The movie is an adaptation of the book by the fantastic Diana Wynne Jones and when I first saw the movie I was quite sad that they had taken away some of Sophie’s power and given it to Howl instead. I don’t mind so much watching it now, perhaps because I haven’t read the book in so long. I like that they retained Sophie’s ageing/de-ageing as part of the story – a reflection of how she is feeling at the time. The more down on herself she is the more she reverts back to the cursed age the witch gave her.

Does it make me love the people? Always. I adore Calcifer from the first moment he speaks but I also love the wizard Howl, with all his emotional outbursts and charm, and of course Sophie with her temper, her way of taking other people in. There’s an incredible amount of forgiveness and acceptance that Sophie displays and the nice thing is that it’s not something that is made a fuss of in the story, it’s just a part of who she is as a character.

It’s, like pretty much all the other Ghibli movies, visually stunning. Lush landscapes and watercolour flowers. Lots of mountains and open blue sky. It made me miss the landscapes we saw zooming through Japan on the Shinkansen.

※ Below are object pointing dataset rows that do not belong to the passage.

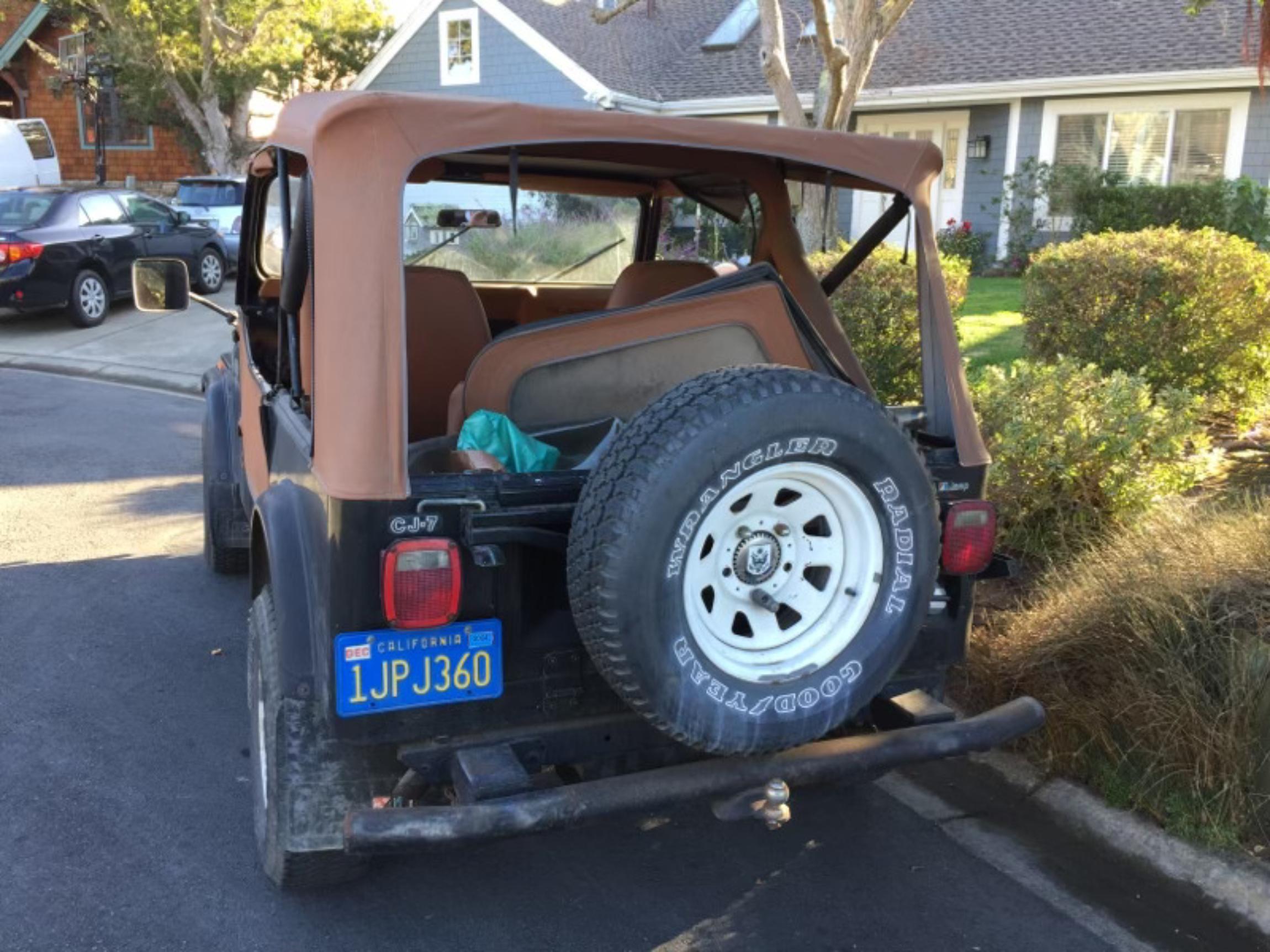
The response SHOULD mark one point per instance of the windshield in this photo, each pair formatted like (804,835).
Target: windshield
(209,193)
(19,210)
(557,238)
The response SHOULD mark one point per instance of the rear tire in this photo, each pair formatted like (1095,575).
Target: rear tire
(89,299)
(272,793)
(210,272)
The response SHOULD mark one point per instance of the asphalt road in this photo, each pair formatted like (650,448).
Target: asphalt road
(125,809)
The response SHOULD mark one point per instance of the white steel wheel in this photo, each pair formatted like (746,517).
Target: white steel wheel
(782,573)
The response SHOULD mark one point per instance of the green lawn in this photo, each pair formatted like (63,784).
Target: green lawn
(992,322)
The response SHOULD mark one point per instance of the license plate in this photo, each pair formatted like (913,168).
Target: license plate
(390,671)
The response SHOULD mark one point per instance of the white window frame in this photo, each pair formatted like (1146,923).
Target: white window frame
(443,22)
(1108,106)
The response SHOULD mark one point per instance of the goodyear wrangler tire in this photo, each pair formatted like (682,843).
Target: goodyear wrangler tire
(754,556)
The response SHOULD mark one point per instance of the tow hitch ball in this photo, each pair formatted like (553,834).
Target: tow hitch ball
(769,804)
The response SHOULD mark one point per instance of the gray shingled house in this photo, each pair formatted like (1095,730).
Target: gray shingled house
(1131,86)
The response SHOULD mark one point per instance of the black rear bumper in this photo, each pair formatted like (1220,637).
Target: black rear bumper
(846,759)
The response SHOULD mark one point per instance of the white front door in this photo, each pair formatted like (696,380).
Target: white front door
(945,130)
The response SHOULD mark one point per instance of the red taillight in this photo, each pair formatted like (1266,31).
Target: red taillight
(14,252)
(970,535)
(422,583)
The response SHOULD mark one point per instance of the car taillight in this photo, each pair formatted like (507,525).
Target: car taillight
(422,583)
(970,536)
(13,252)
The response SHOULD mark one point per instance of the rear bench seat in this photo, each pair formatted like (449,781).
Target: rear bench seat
(615,362)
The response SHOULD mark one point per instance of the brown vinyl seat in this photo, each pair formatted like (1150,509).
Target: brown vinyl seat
(642,282)
(445,329)
(614,363)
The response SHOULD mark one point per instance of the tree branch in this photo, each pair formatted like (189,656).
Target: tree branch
(776,68)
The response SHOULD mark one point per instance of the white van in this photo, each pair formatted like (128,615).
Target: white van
(27,154)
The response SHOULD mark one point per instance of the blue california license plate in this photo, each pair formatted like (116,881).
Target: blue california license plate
(390,671)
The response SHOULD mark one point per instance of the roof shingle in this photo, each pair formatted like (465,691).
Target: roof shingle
(657,55)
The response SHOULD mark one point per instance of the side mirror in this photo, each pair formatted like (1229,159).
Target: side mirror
(160,285)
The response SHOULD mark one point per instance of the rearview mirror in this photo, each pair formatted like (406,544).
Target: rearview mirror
(469,219)
(160,285)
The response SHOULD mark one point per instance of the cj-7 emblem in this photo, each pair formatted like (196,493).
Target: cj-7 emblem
(756,559)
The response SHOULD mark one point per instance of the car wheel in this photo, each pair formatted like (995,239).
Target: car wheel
(211,271)
(223,518)
(754,557)
(91,299)
(276,794)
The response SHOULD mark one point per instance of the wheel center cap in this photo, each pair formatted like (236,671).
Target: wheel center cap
(756,559)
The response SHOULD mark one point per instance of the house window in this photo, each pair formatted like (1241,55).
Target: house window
(460,47)
(121,131)
(951,154)
(1151,140)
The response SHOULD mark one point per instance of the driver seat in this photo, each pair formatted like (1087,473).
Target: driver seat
(445,329)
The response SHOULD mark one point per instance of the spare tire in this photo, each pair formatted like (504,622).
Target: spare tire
(754,556)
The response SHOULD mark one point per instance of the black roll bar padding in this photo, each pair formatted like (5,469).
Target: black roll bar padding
(854,758)
(861,249)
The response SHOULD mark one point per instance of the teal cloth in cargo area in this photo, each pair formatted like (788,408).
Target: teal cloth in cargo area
(497,436)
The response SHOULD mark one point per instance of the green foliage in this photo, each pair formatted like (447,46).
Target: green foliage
(1024,195)
(1104,202)
(201,60)
(878,310)
(1075,451)
(960,240)
(1183,309)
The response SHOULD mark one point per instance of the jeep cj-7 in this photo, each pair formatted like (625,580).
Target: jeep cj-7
(691,557)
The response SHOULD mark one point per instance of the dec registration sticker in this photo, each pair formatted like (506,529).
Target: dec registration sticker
(391,671)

Bechdel test: Yes and very early on. Sophie talks to her sister Lettie about the weird way she got home, and about being safe, and she talks to the Witch of the Waste about lots of things over the course of the movie. Anna pointed out that when talking to her sister Sophie also expresses the opinion that she doesn’t need any man (their absent father in this case) worrying about her, because she can take care of herself.

Best line:
Howl: I feel terrible, like there’s a weight on my chest.
Sophie: A heart’s a heavy burden

State of Mind: Dreamy. Although possibly because I started to nap a little during the movie, but it is a very dreamlike film visually. The music is soothing and generally pastoral which probably helped as well.